Walking on quickly by, we stroll (ok puff our way) up the 300 plus steps in the heat of the midday sun, to the top of Golden Mount. Inhaling a deep breath of frangipani trees and mix with the vibrations of the gongs of the massive drums which people ring as they pass, we are back in the more spiritual world of Songkran. I like it more. As some zen calm returns, we find ourselves amongst the orange clothed monks, all with umbrellas. Is that for the sun or the water? Whatever, good idea. I make a mental note to be more monk-like in the 2017 New Year, more zen calm, or at least carry an umbrella!



By the end of the day, I'm waiting at the end of the road to direct my son's taxi into our apartment block, I was well caught out, from behind. My son arrives after months of not seeing me, to find me looking like a drowned rat! 


'Hi, Mum, whatever happened to you?!'
Thailand 1 - Foreigner 0.

Day Two we are invited to join some Thai friends to their Songkran celebration, They take us to Silom road. Sorry no pictures, it was not safe to get a camera out!

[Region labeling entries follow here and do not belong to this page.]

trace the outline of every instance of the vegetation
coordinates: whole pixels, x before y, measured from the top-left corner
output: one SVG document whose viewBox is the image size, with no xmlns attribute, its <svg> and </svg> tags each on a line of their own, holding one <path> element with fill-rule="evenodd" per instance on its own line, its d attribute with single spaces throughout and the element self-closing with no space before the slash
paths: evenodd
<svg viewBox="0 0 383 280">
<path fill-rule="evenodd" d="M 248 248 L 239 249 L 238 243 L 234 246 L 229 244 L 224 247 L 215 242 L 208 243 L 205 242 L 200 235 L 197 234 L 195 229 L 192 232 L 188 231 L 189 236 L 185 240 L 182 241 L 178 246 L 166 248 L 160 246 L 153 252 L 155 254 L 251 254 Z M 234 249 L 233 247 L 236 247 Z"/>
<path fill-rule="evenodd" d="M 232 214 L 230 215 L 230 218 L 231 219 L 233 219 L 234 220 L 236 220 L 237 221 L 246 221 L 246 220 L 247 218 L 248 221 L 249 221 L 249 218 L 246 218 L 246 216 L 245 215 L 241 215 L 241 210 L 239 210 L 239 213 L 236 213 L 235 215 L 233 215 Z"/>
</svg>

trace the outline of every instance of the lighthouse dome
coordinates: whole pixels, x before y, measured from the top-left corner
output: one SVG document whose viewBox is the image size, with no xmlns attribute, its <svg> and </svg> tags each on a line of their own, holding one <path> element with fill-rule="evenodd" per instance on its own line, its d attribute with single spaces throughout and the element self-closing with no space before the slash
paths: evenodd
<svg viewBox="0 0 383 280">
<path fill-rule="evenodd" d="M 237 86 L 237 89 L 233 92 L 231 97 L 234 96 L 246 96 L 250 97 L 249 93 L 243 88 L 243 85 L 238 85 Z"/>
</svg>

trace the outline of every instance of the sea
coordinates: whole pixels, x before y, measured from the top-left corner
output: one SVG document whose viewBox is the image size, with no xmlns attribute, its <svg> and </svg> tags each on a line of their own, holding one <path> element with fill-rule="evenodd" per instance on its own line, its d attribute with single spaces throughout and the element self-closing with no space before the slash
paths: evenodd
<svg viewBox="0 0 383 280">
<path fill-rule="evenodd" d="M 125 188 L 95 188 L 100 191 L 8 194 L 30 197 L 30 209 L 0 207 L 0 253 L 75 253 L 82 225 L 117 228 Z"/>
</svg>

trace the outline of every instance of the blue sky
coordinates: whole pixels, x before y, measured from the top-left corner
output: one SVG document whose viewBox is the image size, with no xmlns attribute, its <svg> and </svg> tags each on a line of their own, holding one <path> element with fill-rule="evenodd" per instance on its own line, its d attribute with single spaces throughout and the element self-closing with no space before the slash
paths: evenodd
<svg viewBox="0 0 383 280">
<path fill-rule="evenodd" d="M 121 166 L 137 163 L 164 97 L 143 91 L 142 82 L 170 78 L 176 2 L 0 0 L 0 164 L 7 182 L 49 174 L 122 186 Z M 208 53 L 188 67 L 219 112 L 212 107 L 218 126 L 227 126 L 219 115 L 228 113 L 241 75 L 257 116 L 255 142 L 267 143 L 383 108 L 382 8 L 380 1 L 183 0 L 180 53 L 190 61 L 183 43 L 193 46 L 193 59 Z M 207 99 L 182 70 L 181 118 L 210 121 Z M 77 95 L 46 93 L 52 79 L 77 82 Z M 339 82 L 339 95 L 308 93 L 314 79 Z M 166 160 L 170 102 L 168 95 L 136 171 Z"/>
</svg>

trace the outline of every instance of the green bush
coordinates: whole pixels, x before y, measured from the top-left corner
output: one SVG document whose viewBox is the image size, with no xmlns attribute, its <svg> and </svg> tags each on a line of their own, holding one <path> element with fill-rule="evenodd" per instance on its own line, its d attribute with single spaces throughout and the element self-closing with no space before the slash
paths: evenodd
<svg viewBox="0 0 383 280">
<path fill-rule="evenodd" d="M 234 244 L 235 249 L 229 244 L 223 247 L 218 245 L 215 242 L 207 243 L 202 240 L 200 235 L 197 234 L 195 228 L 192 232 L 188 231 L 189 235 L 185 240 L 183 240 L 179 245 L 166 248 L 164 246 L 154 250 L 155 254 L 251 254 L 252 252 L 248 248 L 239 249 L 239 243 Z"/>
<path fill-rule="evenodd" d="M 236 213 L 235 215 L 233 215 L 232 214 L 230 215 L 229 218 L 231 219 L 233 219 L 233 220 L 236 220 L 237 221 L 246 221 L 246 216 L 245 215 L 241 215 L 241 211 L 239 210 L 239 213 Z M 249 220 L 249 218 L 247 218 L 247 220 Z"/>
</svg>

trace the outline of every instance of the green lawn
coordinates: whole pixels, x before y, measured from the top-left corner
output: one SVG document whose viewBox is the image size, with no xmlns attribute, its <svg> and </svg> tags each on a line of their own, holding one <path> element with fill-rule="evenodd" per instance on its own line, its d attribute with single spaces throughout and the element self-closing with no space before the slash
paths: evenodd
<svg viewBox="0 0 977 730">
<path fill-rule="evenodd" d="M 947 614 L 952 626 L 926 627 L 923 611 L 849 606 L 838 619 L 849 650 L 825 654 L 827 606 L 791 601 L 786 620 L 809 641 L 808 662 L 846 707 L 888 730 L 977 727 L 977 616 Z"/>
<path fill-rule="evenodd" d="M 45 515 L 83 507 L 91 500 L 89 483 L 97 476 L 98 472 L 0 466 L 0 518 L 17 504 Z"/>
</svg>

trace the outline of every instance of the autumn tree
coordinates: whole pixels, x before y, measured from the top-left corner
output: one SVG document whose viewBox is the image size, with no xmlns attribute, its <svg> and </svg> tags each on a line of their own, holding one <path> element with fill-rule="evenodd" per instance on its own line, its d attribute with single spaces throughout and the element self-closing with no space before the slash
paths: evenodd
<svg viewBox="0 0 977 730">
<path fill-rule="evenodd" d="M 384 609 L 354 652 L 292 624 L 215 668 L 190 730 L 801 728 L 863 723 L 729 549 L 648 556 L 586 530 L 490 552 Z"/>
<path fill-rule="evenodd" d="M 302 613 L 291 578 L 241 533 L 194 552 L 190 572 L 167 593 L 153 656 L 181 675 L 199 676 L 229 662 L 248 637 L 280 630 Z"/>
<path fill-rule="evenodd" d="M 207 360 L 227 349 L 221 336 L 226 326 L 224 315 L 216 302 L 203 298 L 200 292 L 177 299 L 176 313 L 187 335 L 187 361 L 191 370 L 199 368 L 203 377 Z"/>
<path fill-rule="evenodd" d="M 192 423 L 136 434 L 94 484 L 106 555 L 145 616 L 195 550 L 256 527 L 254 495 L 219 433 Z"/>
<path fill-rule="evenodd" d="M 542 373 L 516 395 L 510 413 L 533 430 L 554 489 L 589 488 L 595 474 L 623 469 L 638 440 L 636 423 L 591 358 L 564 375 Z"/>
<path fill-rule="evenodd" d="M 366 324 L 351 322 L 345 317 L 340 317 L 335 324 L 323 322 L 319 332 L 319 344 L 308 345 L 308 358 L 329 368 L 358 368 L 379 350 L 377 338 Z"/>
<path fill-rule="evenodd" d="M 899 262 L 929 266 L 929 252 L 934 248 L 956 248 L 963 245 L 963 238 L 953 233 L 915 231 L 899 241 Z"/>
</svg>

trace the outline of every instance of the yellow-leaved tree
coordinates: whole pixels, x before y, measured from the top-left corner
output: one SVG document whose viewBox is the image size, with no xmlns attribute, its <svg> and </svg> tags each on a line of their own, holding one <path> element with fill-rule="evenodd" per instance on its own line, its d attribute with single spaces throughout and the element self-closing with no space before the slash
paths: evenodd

As we descend from the SkyTrain into the roaring crowd we are an easy target, taller and drier than most. This is much less touristy, more local than yesterday. All ages mixed together. We discuss tactics, anyone who goes for us, we ALL go for them! It's a lost cause.

Within seconds we are drenched in icy cold water. It feels like the whole of Bangkok has come out to play water. It's not quite an even playing field as some people are literally throwing buckets of icy water at us. 


Thailand 10, Foreigners still 0!

We shuffle amongst the crowd, water everywhere. I am happy that cliff jumping, perforated ear-drum son has come prepared with his ear plug and wonder whether I will ever hear from my own waterlogged ears. It's impossible not to swallow any water as weeks of religiously brushing my teeth in bottled water are superseded by one massive drink from a Bangkok water festival - Oh for goodness sake ignore Wren, and find your inner Zen Wren! We slosh through the water-logged streets and hooray we've reached Lumphini Park and we can walk home!

Day Three we are determined to stay dry, and whilst we're clearly over it, the rest of Thailand is happy to party on. We escape down to the river and in the Mandarin Oriental Hotel, we find Easter Eggs! Easter is not a big celebration here in Thailand, in fact, it is fair to say it has been totally eclipsed by the Songkran festival... It is a jolt to remember the rest of our family are sitting down to their Cadbury's and a Sunday roast!



We take to the water the way we like it, out on a James Bond long-tail boat whizzing around the Chao Phraya River and into some of the smaller canals at sunset. Yep, I've decided for my Songkran I much prefer to be on the water rather than under it!

I'm glad I've experienced my first Songkran but give me chocolate rather than a water fight any day! I hope you all enjoyed your weekend festivities however you were celebrating.